A maid entered.
’A letter, please, ‘m,’ she said, handing it to me.
‘For me,’ snarled Madame, snatching it.
I had seen my uncle’s hand, and the Feltram post-mark.
Madame broke the seal, and read. It seemed but a word, for she turned it about after the first momentary glance, and examined the interior of the envelope, and then returned to the line she had already read.
She folded the letter again, drawing her nails in a sharp pinch along the creases, as she stared in a blank, hesitating way at me.
’You are stupid little ingrate, I am employ by Monsieur Ruthyn, and of course I am faithful to my employer. I do not want to talk to you. There, you may read that.’
She jerked the letter before me on the table. It contained but these words:—
’30th January, 1845.
’MY DEAR MADAME,
’Be so good as to take the half-past eight o’clock train to Dover to-night. Beds are prepared.—Yours very truly,
I cannot say what it was in this short advice that struck me with fear. Was it the thick line beneath the word ‘Dover,’ that was so uncalled for, and gave me a faint but terrible sense of something preconcerted?
I said to Madame—
‘Why is “Dover” underlined?’
’I do not know, little fool, no more than you. How can I tell what is passing in your oncle’s head when he make that a mark?’
‘Has it not a meaning, Madame?’
‘How can you talk like that?’ she answered, more in her old way. ’You are either mocking of me, or you are becoming truly a fool!’
She rang the bell, called for our bill, saw our hostess; while I made a few hasty prepartions in my room.

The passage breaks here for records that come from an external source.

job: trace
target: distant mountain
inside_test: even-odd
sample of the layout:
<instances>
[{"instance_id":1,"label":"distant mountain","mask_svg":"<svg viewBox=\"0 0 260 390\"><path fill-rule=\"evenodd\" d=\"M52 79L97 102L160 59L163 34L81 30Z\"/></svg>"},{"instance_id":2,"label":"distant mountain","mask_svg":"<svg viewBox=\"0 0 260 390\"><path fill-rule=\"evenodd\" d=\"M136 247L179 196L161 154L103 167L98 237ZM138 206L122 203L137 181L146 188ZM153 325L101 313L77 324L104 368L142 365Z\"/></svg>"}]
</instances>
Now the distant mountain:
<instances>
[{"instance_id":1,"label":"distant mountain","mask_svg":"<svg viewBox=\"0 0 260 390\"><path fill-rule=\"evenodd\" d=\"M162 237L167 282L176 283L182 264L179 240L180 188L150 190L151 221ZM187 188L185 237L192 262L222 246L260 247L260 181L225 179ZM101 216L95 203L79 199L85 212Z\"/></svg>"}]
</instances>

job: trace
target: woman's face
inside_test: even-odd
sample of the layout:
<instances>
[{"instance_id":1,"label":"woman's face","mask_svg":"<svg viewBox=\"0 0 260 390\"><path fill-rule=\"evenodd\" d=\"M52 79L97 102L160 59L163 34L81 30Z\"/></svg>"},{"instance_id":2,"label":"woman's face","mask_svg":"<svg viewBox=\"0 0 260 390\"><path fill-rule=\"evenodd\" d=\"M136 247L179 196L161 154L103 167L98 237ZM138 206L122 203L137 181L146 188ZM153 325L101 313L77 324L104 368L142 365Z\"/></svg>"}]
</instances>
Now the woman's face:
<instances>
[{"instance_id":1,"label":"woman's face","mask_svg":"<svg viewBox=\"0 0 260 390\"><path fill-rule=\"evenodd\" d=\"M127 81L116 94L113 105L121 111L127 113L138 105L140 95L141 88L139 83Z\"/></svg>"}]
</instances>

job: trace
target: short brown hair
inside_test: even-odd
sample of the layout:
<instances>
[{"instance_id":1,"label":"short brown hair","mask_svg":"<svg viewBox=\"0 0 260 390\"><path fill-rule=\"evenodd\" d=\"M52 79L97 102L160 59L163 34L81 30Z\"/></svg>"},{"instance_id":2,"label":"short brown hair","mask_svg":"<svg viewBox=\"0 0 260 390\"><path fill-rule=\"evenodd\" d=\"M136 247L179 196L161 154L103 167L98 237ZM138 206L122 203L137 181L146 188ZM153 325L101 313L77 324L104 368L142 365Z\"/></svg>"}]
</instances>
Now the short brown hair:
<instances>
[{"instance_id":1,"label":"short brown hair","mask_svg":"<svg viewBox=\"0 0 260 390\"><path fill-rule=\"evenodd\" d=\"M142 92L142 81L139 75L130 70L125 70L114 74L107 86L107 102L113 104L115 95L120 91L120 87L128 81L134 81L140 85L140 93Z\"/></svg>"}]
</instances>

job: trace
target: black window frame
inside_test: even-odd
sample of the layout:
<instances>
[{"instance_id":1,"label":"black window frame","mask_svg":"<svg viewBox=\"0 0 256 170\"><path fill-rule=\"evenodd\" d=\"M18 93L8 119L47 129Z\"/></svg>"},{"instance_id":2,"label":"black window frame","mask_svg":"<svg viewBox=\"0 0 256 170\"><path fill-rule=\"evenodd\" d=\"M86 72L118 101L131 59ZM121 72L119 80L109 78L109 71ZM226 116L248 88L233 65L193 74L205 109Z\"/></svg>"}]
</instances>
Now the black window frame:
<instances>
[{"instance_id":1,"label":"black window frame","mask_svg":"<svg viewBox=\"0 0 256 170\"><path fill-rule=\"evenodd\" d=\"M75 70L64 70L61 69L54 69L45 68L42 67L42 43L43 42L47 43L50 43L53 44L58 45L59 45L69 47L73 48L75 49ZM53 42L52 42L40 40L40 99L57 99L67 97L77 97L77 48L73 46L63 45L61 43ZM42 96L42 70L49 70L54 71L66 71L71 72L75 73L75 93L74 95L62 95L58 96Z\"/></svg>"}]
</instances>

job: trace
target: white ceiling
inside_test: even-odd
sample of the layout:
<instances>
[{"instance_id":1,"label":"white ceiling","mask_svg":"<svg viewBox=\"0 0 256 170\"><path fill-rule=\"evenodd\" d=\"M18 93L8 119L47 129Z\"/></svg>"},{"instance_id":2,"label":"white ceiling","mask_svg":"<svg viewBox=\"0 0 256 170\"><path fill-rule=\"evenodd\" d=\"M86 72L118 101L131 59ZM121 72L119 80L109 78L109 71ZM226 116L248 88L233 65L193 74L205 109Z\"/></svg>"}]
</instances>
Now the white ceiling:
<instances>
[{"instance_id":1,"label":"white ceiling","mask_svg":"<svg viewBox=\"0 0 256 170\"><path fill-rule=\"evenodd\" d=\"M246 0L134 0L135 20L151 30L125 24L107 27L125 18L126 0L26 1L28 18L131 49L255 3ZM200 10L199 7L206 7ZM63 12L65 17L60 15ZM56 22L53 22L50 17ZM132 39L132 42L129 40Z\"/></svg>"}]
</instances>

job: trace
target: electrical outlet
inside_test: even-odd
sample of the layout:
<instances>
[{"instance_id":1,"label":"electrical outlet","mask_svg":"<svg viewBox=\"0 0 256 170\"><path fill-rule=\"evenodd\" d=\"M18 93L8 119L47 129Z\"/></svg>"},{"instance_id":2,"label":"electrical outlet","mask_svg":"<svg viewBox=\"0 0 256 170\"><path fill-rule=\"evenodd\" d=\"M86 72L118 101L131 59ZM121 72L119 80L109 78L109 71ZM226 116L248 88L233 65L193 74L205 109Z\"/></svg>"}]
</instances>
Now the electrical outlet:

’You need not look after the trunks—they will follow us all right. Let us go, cheaile—we ‘av half an hour only to reach the train.’
No one ever fussed like Madame when occasion offered. There was a cab at the door, into which she hurried me. I assumed that she would give all needful directions, and leaned back, very weary and sleepy already, though it was so early, listening to her farewell screamed from the cab-step, and seeing her black cloak flitting and flapping this way and that, like the wings of a raven disturbed over its prey.
In she got, and away we drove through a glare of lamps, and shop-windows, still open; gas everywhere, and cabs, busses, and carriages, still thundering through the streets. I was too tired and too depressed to look at those things. Madame, on the contrary, had her head out of the window till we reached the station.
‘Where are the rest of the boxes?’ I asked, as Madame placed me in charge of her box and my bag in the office of the terminus.
’They will follow with Boots in another cab, and will come safe with us in this train. Mind those two, we weel bring in the carriage with us.’